Discovering my Fulani Identity

One year after starting school, my father was sent to work in a village without a school.  Therefore, I was forced to leave my parents’ side to continue my studies.  I found myself staying with a family friend in a village where almost nobody spoke Fulfuldé.  No longer speaking my mother tongue, I forgot Fulfuldé in favor of Bariba.

Five years later, I rejoined my parents’ household, where the phrase “good morning” in Fulfuldé was Chinese to me.  Because my father’s second wife was Bariba, and we were living in a Bariba village, my family now only spoke Bariba.  Playing with young Bariba kids, they called me Fulani boy, and playing with young Fulanis they called me Bariba.  What ethnicity was I?  What to do?

One evening during vacation, my uncle came to visit my father.

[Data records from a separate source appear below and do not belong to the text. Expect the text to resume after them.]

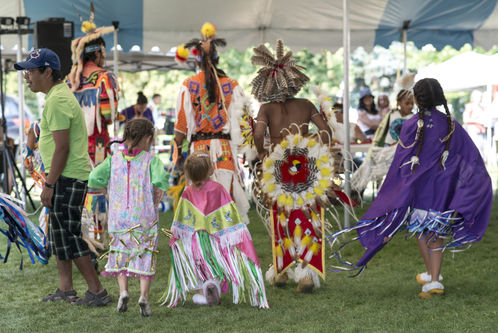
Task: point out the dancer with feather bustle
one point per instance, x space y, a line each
297 170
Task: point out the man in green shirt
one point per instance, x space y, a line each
63 147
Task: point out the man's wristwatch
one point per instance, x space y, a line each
49 185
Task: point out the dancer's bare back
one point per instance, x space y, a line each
279 118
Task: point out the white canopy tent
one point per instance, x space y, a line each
464 71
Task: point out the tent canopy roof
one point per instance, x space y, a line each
314 24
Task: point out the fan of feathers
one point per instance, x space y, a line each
279 77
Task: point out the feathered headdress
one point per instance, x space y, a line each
200 47
279 77
78 48
204 51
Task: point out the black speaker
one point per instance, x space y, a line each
56 34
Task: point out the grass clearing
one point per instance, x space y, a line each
383 298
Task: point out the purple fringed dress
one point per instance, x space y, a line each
454 201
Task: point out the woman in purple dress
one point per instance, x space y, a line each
437 188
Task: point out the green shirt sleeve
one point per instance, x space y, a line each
99 177
59 118
159 177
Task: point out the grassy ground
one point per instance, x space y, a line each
383 298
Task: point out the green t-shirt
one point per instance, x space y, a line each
62 112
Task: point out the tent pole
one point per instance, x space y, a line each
115 53
115 67
346 39
20 93
404 51
404 30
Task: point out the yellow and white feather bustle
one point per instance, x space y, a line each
295 183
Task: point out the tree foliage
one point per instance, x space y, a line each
377 69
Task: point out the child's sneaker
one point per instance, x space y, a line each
212 291
199 299
424 278
431 288
144 306
123 301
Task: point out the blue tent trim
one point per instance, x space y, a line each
130 14
430 20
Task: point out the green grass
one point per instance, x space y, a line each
383 298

I followed him back to his camp. It was a new world for me. The next morning my father came to get me, but my uncle convinced him to let me stay. Thereafter, I went to pasture with my cousins, who teased me about my bad pronunciation of certain Fulfuldé words. This irritated me, and sometimes led to fights. In the evenings, back from pasture, kids flocked from nearby camps to come hear me speak ridiculous Fulfuldé. My uncle’s camp became the fun place for kids to hang out and laugh. For three months, I became a student of my mother tongue. By the time I returned to school, I spoke fluent Fulfuldé and I had rediscovered my Fulani identity!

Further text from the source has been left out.